I am Alive – Movie Review

Just finished watching “I am alive“, a most excellent documentary on the survivors of the plane crash in the Andes in the early 1970s. It’s most famous because of the anthropophagy of the survivors. 16 of the 45 passengers and crew survived 72 days at altitude before 2 of them hiked out under incredible circumstances.

I’m a sucker for these stories, with Shackleton’s Endurance and Steven Callahan’s Adrift being among my all-time favorite stories. Indeed, even this blog’s namesake qualifies as a close kin to these feats of survival. This documentary is recommended for its use of survivor narrative and high-quality reenactment in a style very similar to “Touching the Void“, another bold classic of the genre.

I get emotionally overwhelmed when I read or watch these stories of normal people pushed beyond civilized limits simply by the refusal to die. Time and again we see the theme of their performance motivated not by an innate sense of heroism but by the simple calculation that the only other option was to quit and die. This indomitability of spirit fascinates me.

Highly Recommended

Falling Free & The Martian: Book Reviews

I just finished up the second of two fabulous of sci-fi books, Falling Free by Lois McMaster Bujold and The Martian by Andy Weir. Falling Free was a gift from a Sekrit Santa last year that I finally got around to reading. I happened to read a little bit about The Martian in this interview with the author and the exuberance for the book motivated me to splurge and read it immediately. I inhaled it and rank it up there with Wool.

Falling Free won a Nebula in 1988 or ’89 and was Hugo nominated, all for good reason.

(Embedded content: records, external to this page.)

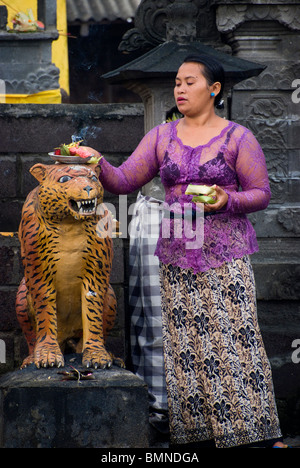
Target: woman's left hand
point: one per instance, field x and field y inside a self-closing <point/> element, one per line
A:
<point x="222" y="199"/>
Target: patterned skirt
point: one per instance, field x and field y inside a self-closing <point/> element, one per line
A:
<point x="218" y="375"/>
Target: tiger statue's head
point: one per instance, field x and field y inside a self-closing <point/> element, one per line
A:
<point x="68" y="190"/>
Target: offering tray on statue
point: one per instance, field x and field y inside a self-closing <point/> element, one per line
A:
<point x="69" y="159"/>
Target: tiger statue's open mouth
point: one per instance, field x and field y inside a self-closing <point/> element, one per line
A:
<point x="84" y="207"/>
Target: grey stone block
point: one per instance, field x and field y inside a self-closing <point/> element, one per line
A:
<point x="39" y="409"/>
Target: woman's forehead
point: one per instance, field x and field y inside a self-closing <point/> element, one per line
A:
<point x="190" y="70"/>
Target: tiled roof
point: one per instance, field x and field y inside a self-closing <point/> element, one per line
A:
<point x="98" y="10"/>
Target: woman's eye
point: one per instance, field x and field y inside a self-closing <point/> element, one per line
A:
<point x="64" y="179"/>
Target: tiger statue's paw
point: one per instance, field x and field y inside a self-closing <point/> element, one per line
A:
<point x="48" y="354"/>
<point x="118" y="361"/>
<point x="27" y="361"/>
<point x="97" y="358"/>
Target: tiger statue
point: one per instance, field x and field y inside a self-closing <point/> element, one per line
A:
<point x="66" y="247"/>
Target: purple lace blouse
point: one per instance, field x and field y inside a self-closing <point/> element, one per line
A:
<point x="233" y="160"/>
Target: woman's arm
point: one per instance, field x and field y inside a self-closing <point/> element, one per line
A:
<point x="253" y="177"/>
<point x="136" y="171"/>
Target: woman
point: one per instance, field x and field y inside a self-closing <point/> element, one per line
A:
<point x="218" y="376"/>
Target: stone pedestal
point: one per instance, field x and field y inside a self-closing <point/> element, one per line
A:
<point x="40" y="410"/>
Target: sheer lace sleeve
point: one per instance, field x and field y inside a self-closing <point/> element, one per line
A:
<point x="136" y="171"/>
<point x="252" y="174"/>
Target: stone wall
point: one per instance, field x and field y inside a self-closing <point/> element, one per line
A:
<point x="269" y="33"/>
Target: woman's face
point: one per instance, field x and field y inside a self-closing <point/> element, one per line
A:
<point x="192" y="92"/>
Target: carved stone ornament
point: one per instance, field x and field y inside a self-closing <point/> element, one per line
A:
<point x="158" y="21"/>
<point x="65" y="297"/>
<point x="290" y="219"/>
<point x="231" y="15"/>
<point x="36" y="81"/>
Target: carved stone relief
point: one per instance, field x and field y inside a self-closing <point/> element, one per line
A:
<point x="230" y="17"/>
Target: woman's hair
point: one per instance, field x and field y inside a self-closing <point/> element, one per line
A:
<point x="212" y="71"/>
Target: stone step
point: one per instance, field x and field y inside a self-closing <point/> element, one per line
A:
<point x="39" y="409"/>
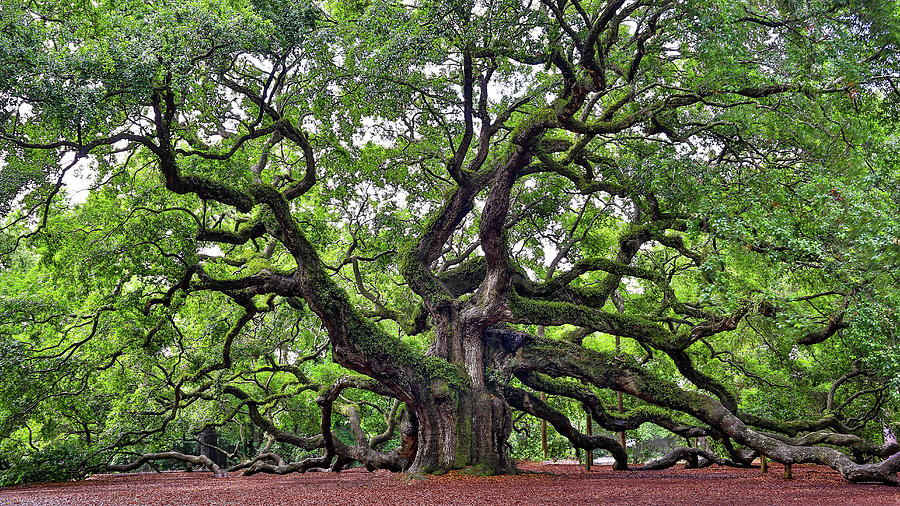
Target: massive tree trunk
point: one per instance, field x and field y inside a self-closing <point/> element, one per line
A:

It takes place in a relatively small world, a mining platform in deep space, and only has a handful of main characters. But the character development and use of the limited environment (there’s a little bit of action on the surface of a nearby planet) combine for an immersive read. It’s a story about  exploitation and innocence that never even risks falling into preachy territory. A galaxy-renowned engineer is hired on to teach space-welding and fabrication to a new construction team. When he arrives on site, he learns that the “team” is 1000 kids genetically modified to live in zero-G atmospheres, including genetic mods that eliminated their legs but grew an extra set of arms from their pelvis. He soon learns that part of the reason the station is in deep in space is to avoid laws against such manipulations. He then discovers that the kids aren’t even considered human; they are corporate property, technically classified as post-embryonic tissue cultures. This is the stage for the ethical and moral arc that carry the story.

Bujold’s limited dialogue is very natural and engaging and she captures personality well. Falling Free is a quick read but I hate to label it an airplane book since that seems like damning with faint praise. It’s a quality story with enough sci-fi in it to keep it fresh but the moral and ethical dimensions of the tale ensure that it will stick in memory as a great book.

The Martian is like Wool in more ways than one. It takes place in a recognizable world, is full of tension and excitement and humor and mystery, and was self-published by an unknown author before going on to widespread popularity. It is yet another excellent example of how communication technology contributes to a world very different from the one I grew up in. The title refers to an astronaut accidentally left behind on Mars after a catastrophic incident with his research team. He has to figure a way to survive 4 more years until the next scheduled research team lands on the planet. The book is written in 1st person, his logbook, a device that eliminates the sure knowledge that he survives the ordeal. He has plenty of obstacles to survival and while he’s a pretty sharp astronaut, he isn’t perfect. The combination of the harsh environment, limited capacity to forge survival, and a few bits of luck both good and bad make this an engrossing, exciting tale. I couldn’t stop thinking about it and read it every second I had outside of work and sleep.

Both of these books are highly recommended, but if you were to pick just one for now, go with The Martian.